There's tons I don't know about vi, so maybe I should find myself a copy.

I'm one of very few folks who still know and use 'ed' on occasion (typically, when a system hangs on boot due to fsck failing, you're in single-user, and all you've got to edit /etc/fstab is 'ed'. (Don't forget that initial 'P' to get a prompt!) You'd think I could translate that into vi easier than most, but there's some sort of mental block...

Then again, I shouldn't complain about 'ed'. There's always the REAL Sysadmin's editor, "cat >".

> The only editor I've ever really liked as much as vi was Brief. There's some stuff that Brief would do (Though it was strictly DOS only), that I still haven't found anything else to replace it with.

Brief was great on Microsoft systems, yep. On Windows I've gotten used to TextPad (www.textpad.com) which is quite decent.
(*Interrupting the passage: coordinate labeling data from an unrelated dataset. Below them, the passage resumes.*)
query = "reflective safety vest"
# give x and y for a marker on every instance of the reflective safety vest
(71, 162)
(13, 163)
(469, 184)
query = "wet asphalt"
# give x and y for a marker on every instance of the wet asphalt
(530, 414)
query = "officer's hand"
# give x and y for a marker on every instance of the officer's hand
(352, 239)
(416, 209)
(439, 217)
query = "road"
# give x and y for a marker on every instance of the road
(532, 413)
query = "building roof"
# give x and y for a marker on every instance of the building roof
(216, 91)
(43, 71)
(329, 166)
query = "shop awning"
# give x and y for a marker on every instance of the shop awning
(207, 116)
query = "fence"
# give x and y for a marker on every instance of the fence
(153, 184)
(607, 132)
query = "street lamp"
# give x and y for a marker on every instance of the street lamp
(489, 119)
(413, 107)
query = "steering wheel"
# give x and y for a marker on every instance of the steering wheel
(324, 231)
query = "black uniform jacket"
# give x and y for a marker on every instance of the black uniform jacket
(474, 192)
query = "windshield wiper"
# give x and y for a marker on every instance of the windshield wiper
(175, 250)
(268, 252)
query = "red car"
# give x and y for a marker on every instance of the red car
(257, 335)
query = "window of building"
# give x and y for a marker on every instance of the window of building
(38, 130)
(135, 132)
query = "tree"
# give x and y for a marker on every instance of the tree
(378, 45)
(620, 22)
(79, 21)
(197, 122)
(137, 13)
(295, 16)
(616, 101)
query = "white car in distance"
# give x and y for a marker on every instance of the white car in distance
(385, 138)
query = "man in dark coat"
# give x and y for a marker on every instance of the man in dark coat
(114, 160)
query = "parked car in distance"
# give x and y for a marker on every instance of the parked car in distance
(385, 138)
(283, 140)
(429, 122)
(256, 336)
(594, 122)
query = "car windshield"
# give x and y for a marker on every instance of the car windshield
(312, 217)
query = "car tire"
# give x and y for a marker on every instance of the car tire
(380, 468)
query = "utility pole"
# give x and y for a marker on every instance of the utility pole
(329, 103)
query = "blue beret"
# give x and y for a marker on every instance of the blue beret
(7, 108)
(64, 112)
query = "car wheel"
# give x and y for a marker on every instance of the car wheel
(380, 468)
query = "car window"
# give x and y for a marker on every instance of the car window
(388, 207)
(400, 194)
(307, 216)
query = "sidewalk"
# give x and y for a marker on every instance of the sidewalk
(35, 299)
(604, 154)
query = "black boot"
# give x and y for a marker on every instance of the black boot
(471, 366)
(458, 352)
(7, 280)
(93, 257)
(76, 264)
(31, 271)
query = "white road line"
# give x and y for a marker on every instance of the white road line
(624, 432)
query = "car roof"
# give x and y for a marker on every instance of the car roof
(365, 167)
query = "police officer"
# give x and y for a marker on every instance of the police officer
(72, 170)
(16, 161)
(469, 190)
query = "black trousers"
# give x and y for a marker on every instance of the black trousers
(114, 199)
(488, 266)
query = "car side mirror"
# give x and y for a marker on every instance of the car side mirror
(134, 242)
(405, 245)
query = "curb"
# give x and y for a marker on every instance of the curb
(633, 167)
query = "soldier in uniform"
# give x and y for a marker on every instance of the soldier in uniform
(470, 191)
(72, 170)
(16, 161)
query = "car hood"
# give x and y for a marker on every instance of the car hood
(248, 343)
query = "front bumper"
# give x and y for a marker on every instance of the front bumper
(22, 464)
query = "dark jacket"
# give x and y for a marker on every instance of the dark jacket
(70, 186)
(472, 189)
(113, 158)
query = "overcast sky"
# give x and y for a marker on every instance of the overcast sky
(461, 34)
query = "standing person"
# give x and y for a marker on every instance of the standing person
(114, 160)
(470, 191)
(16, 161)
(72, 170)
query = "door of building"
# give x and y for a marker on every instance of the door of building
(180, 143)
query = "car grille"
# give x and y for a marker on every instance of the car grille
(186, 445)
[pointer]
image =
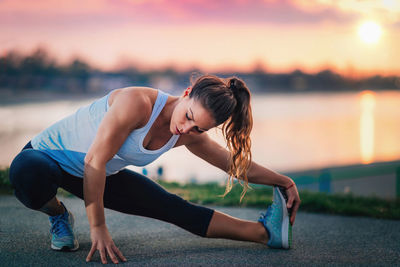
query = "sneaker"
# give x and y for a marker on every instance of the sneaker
(276, 221)
(62, 234)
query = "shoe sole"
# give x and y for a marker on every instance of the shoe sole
(66, 248)
(286, 226)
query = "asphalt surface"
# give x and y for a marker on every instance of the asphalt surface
(318, 240)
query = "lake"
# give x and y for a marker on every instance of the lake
(291, 132)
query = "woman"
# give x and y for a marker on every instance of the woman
(134, 126)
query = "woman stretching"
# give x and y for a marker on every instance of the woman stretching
(86, 153)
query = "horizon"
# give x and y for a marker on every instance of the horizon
(274, 36)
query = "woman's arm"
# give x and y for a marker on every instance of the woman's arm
(127, 112)
(209, 150)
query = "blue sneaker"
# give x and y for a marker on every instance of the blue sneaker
(62, 234)
(276, 221)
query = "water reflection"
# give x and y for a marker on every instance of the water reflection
(367, 124)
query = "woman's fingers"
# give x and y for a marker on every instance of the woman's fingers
(110, 252)
(290, 201)
(103, 255)
(91, 252)
(118, 252)
(294, 211)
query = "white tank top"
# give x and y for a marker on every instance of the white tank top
(68, 140)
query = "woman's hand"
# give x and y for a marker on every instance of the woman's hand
(293, 201)
(102, 241)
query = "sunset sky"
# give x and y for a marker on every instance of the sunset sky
(238, 34)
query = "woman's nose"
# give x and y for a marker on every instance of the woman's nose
(186, 128)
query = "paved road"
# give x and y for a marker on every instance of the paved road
(318, 240)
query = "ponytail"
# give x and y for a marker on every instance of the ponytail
(236, 131)
(229, 103)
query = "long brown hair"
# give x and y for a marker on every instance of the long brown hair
(228, 100)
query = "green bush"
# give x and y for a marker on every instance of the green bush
(261, 197)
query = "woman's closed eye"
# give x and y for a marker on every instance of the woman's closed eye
(198, 130)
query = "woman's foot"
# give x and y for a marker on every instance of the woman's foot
(276, 221)
(63, 237)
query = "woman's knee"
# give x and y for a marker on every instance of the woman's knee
(30, 176)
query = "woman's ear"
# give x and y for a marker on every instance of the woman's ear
(187, 91)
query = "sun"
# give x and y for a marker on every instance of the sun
(370, 32)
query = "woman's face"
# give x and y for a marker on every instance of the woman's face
(190, 117)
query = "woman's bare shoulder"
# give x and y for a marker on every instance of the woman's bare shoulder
(135, 102)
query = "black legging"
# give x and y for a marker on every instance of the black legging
(35, 177)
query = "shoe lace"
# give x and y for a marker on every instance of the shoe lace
(60, 226)
(263, 216)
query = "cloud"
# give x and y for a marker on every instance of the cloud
(90, 12)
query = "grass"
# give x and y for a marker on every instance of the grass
(261, 197)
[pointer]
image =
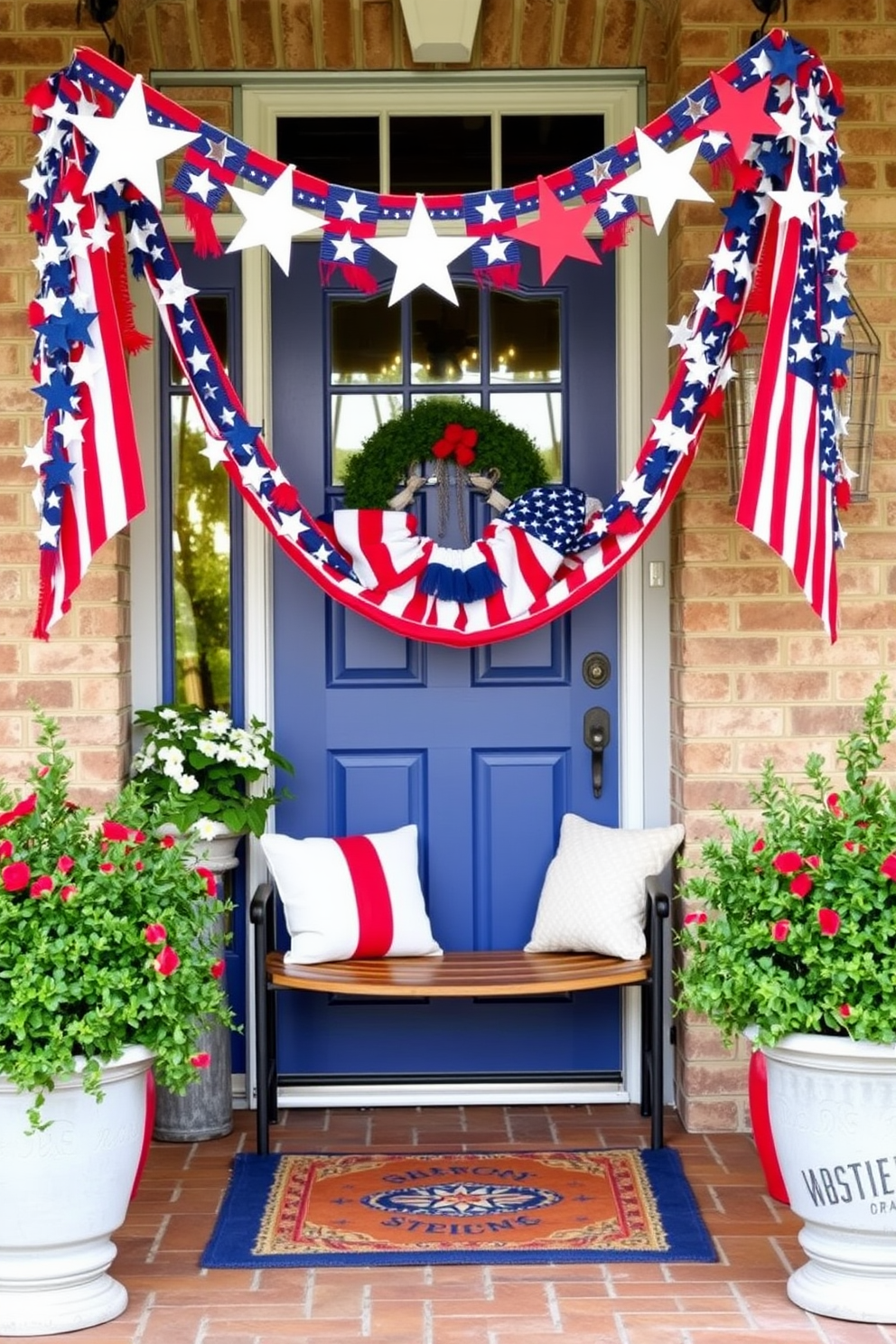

I've gotten Nedit to run on most of my Unix and Linux systems (it's a kick on the Mac under X11) and it's not bad.

One thing that still bites me with vi is that I got used to using cursor/keypad escape sequences in vi on a few modern systems, but not all my remote systems recognize them, and they interpret Esc[A as commands... so it's back to the HJKL home keys again... and I can't seem to keep straight which systems are "safe" for cursor keys... habits die hard.

80 posted on 07/05/2007 9:49:04 PM PDT by dayglored (Listen, strange women lying in ponds distributing swords is no basis for a system of government!)